While the Li-ion battery is initially built from a conventional anode/separator/cathode/ separator stack, the spine-inspired design involves cutting strips that extends from a common backbone, then wrapping those strips around their connecting backbone, forming thicker stacks flexibly connected to one another.
The result described in a paper titled “Bioinspired, Spine-Like, Flexible, Rechargeable Lithium-Ion Batteries with High Energy Density” published in the Advanced Materials journal shares some similarities with a spinal column. The thick stacks (with a high energy density) are akin to the vertebra in the spine, while the thin unwound backbone connecting all the stacks could be compared with the soft marrow of the spinal cord, the whole assembly remaining flexible.
In their paper, the researchers describe a LiCoO2/graphite flexible cell, which, although non-optimized, boasted an energy density of 242Wh L−1 including the package, nearly on par (over 86%) with that of conventional prismatic cells, but with the added flexibility. Under various mechanical tests (flexing and twisting at 90º), the fabricated samples exhibited stable charge/discharge cycles, even under continuous dynamic load.

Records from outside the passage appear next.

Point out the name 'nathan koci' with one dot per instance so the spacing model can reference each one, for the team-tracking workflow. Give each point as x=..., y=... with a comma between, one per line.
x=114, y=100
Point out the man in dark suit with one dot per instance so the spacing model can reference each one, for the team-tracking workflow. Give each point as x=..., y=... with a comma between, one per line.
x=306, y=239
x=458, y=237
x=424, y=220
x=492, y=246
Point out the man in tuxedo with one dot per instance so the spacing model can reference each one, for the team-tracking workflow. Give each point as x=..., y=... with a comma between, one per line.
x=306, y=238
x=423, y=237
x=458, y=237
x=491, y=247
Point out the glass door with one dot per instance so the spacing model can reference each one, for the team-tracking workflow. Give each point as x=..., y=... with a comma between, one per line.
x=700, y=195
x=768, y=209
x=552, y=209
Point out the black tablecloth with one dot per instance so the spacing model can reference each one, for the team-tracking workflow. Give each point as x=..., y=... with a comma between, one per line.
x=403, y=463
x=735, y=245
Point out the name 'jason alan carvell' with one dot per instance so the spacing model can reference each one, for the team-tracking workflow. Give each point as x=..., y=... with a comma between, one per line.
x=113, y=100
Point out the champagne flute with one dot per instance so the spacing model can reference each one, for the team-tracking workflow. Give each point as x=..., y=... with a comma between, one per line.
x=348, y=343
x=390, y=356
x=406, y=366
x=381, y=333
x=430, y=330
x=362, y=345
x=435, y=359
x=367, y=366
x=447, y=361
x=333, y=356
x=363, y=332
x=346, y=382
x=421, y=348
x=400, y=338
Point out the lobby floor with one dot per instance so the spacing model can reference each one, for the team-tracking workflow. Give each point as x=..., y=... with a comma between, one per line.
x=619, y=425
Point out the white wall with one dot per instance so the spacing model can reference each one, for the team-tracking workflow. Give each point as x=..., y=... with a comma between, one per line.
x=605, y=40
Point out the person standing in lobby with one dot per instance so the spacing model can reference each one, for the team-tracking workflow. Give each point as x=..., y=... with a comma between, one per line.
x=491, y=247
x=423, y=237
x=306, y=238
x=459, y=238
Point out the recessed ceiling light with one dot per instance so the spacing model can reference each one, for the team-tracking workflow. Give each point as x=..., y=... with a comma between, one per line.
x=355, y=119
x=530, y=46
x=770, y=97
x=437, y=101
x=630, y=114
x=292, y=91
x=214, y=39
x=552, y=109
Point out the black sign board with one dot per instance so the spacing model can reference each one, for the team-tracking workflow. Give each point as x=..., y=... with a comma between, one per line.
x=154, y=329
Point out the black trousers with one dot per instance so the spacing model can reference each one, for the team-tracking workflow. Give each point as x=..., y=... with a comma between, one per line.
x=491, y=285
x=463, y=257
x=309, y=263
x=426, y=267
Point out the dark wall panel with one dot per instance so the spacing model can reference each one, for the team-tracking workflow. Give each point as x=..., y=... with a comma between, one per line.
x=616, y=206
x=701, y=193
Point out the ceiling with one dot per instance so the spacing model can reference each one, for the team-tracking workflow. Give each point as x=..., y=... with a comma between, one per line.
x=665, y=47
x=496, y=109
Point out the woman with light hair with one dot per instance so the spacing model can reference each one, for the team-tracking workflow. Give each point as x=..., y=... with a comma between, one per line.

Their capacity retention was over 94.3% after 100 cycles even with flexing to a diameter of 20mm and twisting at an angle of 90°, from an initial discharge capacity of 151 mA h g−1. The samples barely 80mm long and 2.37mm thick at their wrapped nodes were used to continuously power a LED and then a smartwatch, while being subjected to mechanical deformations, from resting flat to being flexed or twisted.
The researchers noted that because in the spine-like design, the strain concentrates at the boundary of marrow and vertebra (where the stack is very thin and flexible), strain is limited to about 0.04% as it is alleviated by the flexible part. When submitted to similar flexural tests, conventional prismatic cell designs saw the formation of cracks.
The beauty of this bio-inspired design is that these spine-like batteries are easily scalable, both in size and energy density, as both the rigid segments (the wound electrodes) and the flexible backbone can be cut to any desired length.